His death occurred after he was brutally beaten by several boys with pieces of a railroad tie.
Police initially arrested four individuals, Silvonus Shannon, Eric Carson, Eugene Riley, and Eugene Bailey, who were charged with first-degree murder. Charges were later dropped against Bailey after further investigations.

By 2011, five individuals had been convicted of Albert's death: Shannon, Carson, Riley, Lapoleon Colbert, and a minor whose name was not publicized. The older defendants received prison terms ranging from 26 to 32 years.

==Public response==
The amateur video footage of the beating, obtained by Chicago television station WFLD, was widely broadcast in both traditional and online media.
Largely resulting from the widespread circulation of this video, the story attracted much national attention within the United States, leading President Barack Obama to send U.S. Attorney General Eric Holder and Secretary of Education Arne Duncan to Chicago to discuss youth violence with Mayor Richard M. Daley.
Secretary Duncan was also interviewed by Anderson Cooper on the cable news channel CNN regarding violence in Chicago.

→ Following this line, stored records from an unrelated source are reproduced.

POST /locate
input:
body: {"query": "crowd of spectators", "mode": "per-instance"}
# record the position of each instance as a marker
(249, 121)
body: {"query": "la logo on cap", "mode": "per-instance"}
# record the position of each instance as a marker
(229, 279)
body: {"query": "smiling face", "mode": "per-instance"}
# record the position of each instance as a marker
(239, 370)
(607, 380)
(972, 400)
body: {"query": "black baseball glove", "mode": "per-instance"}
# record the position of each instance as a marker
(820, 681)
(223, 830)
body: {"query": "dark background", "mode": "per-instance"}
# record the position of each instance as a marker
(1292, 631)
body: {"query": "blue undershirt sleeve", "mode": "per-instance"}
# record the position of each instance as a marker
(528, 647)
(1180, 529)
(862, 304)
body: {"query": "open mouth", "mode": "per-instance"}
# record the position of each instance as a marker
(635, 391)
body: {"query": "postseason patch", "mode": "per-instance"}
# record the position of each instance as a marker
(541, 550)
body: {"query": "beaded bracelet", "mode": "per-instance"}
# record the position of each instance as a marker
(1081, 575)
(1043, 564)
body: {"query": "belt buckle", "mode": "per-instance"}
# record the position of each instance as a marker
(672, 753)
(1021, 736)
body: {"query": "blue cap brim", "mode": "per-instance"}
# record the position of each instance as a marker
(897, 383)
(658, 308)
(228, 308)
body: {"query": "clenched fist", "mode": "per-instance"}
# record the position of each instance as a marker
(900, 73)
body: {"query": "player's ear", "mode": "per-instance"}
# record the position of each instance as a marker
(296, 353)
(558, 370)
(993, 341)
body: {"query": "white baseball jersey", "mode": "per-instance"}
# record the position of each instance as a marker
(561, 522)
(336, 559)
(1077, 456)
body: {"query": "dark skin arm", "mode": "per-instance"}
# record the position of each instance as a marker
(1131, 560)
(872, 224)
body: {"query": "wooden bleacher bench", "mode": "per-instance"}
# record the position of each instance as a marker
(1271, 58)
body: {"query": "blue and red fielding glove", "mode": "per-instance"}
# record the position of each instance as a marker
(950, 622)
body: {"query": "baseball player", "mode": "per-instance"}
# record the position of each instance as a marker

The murder and its subsequent coverage form an important part of the 2011 Steve James documentary The Interrupters, which profiles the work of the antiviolence organization CeaseFire. Rapper Nas also wrote an open letter to the Chicago youth. The letter can be found on Rap Genius. The murder also inspired a 2014 short film--written, directed and executive produced by first-time film director Derrick Sanders--called Perfect Day. The film starred a young Daniel Kyri (Chicago Fire TV series) as a Derrion composite called Desmond, and was co-produced by Jessica Estelle Huggins, and co-executive produced by Chadwick Boseman. The film was dedicated to Derrion's memory.